Vous venez dans un département marqué par la crise, notamment en production de viande bovine. Quel message entendez-vous adresser ?

dans toutes les périodes de crise, quels que soient les systèmes, il y a des diversités de production. D’ailleurs, l’Institut de l’Elevage a réalisé une étude sur les exploitations résilientes, en clair celles qui résistent à la crise. On y parle de bon sens, de choix bien pesés, de choix cohérents par rapport au travail, d’investissements réfléchis, de techniques maîtrisées… mais aussi d’équilibre entre vie professionnelle et personnelle.

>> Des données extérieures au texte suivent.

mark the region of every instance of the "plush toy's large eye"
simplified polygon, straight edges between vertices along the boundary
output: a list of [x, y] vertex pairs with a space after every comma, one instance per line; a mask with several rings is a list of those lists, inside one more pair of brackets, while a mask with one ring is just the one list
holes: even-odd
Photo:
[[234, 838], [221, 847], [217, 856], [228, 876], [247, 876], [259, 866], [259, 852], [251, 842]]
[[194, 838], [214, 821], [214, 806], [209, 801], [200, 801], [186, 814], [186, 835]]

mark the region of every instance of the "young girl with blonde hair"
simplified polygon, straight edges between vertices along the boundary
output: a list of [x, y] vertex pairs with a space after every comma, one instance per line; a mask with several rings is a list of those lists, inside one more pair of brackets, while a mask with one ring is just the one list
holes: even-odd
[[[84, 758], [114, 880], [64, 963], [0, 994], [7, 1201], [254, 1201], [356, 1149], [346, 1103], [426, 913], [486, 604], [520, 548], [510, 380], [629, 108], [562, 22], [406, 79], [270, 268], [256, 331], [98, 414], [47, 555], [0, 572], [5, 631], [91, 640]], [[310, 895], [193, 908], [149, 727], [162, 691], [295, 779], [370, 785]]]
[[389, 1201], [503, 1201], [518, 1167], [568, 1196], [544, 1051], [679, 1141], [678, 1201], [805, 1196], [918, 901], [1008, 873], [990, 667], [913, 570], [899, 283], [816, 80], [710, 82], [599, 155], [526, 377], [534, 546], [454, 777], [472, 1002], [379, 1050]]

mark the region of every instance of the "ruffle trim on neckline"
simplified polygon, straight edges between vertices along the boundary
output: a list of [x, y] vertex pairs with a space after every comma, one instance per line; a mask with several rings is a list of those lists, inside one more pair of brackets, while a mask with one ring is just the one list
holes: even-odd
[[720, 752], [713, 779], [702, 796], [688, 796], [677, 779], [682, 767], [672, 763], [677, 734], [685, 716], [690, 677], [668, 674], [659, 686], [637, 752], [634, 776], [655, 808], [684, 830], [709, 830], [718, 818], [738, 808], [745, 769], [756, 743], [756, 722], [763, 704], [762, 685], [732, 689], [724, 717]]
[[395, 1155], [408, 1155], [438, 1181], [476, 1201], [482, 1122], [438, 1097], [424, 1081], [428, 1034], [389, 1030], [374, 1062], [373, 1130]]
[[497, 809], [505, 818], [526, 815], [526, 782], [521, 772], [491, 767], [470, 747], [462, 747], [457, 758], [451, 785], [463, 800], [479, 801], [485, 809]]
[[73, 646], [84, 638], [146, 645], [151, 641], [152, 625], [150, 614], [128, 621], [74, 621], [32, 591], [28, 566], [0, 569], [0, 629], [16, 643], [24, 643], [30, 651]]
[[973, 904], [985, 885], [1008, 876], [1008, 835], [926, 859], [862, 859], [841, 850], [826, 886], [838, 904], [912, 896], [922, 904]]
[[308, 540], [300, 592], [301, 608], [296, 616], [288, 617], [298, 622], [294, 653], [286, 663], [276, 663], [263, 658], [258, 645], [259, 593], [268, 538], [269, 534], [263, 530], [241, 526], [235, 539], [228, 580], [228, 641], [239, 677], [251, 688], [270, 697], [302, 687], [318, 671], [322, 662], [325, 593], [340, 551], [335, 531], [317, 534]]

Ça, c’est une réalité, mais elle ne doit pas faire oublier que notre ambition collective est d’aller chercher plus de valeur pour nos produits. Notre filière bovine, par exemple, est une mécanique à "écraser" la valeur. Il ne faut pas opposer les progrès et la recherche de marges de manœuvre individuelles à la nécessité de recherche de valeur collective de nos produits. Nous devons ainsi nous réapproprier les systèmes de commercialisation. On le voit bien, en matière de communication, notre image d’éleveurs est utilisée partout, mais la valeur qui y est attachée, elle, elle s’arrête avant, elle s’arrête en chemin et n’arrive que rarement à nous. Cette captation de la valeur positive sans que la valeur monétaire ne soit rendue à la fin, ce n’est pas supportable.

Le sens du métier, c’est aussi la valeur du produit. C’est là le fil rouge de notre action syndicale. Nous devons travailler ce côté Valeur et Rémunération du travail à juste hauteur.